Ah, oui, c’est sûr…Ca change.

Mais là où dans le Comics, la même Negasonic Teenage Warhead se voyait récolter une pique par Kitty Pride lorsque cette dernière entendait son pseudo – « on commence vraiment à être à court de noms » -, cette fois-ci, face à Deadpool, elle suscite l’enthousiasme – « that’s the coolest name ever ! » Et le décalage se poursuit quand Colossus, en charge d’incarner la caricature du comportement et des déclamations héroïques les plus stéréotypées, se retrouve lui aussi face au répondant de Deadpool. Même la bande-son, de temps à autre entrecoupées par les « bourdes » du tueur en collants rouges, y met du sien pour ne faire qu’un avec l’ambiance du film. Le débit de vannes atteignant la cadence d’un tir de mitraillette, on aura du mal à en ressortir sans s’être fêlé une côte. Pas question de subtilité, toutefois. Mais à ça, s’ajoute la discrète profondeur de ce personnage détruit par un cancer condamné à être régénéré. Un contrepoids invisible, mais perceptible, aux blagues que certains pourraient trouver lourdes.  A la manière de ce jeu auquel il s’adonne avec Vanessa – « qui a la vie la plus nulle ? » -, on peut aisément considérer la maladie de Deadpool comme ne nécessitant pas de drama supplémentaire.

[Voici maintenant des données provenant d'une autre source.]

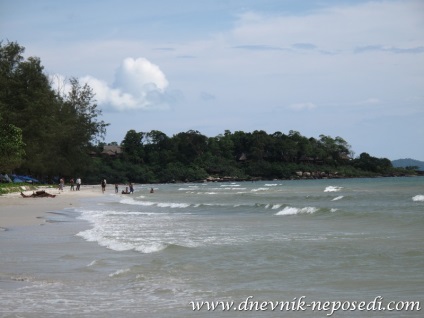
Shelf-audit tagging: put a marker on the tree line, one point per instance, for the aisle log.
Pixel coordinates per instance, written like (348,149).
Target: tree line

Reste le scénario, qui n’a rien d’extraordinaire. Cependant, on pourrait s’autoriser à laisser ce détail de côté. La mise en scène, le développement de ces personnages – on oublie ici la performance de T.J. Miller en Weasel, à l’aise dans son tenancier de bar blasé -, le choix de bande-son, et le fignolage jusqu’aux détails tels que les génériques et les petits personnages en images en synthèse, font de ce film un vrai voyage dans la mémoire malade de Deadpool. Elle n’a pas besoin d’être ordonnée – au contraire -, et son scénario ne reste jamais que proche des événements qui l’ont marqué, lui. Ainsi, peut-être bien que ce film offre au spectateur une complémentarité du « méta » dont Deadpool est capable – évoqué en début d’article : il peut  nous voir, nous parler, mais de notre côté, nous sommes autorisés à faire un tour dans ses souvenirs, filmés depuis sa perception personnelle. Ce qui expliquerait le côté décousu de la chronologie : bond dans le temps  en accéléré dès l’intro – qui paradoxalement est tournée au ralenti -, flash-back, retour au début, re-flash-back…Ce désordre temporel porte la griffe de Deadpool, et c’est en suivant son rythme que l’histoire nous sera racontée.

Deadpool n’a rien en commun avec la trilogie Nolan consacrée à Batman. Rien en commun non plus avec la quête du Professeur Xavier vers l’acceptation de son pouvoir dans X-Men: days of future past (2014). Mais après l’engouement passé pour le Chevalier Noir, et sa réflexion philosophique sur la définition du héros, peut-être que Deadpool amène la deuxième partie de la dissertation. Etre un héros, ce n’est pas forcément récolter les lauriers de la gloire, c’est parfois accepter de souffrir pour les autres, voire d’être condamné à la place d’autrui. On le sait, depuis Batman, depuis X-Men. Mais peut-être bien aussi qu’être un antihéros, c’est permettre une autre forme d’héroïsme. Un héroïsme qui ne serait pas exemplaire, pas rutilant, et pas nécessairement moral. Un héroïsme indigne, rigolard et violent, que Deadpool porte avec autant de classe que son intégrale moulante.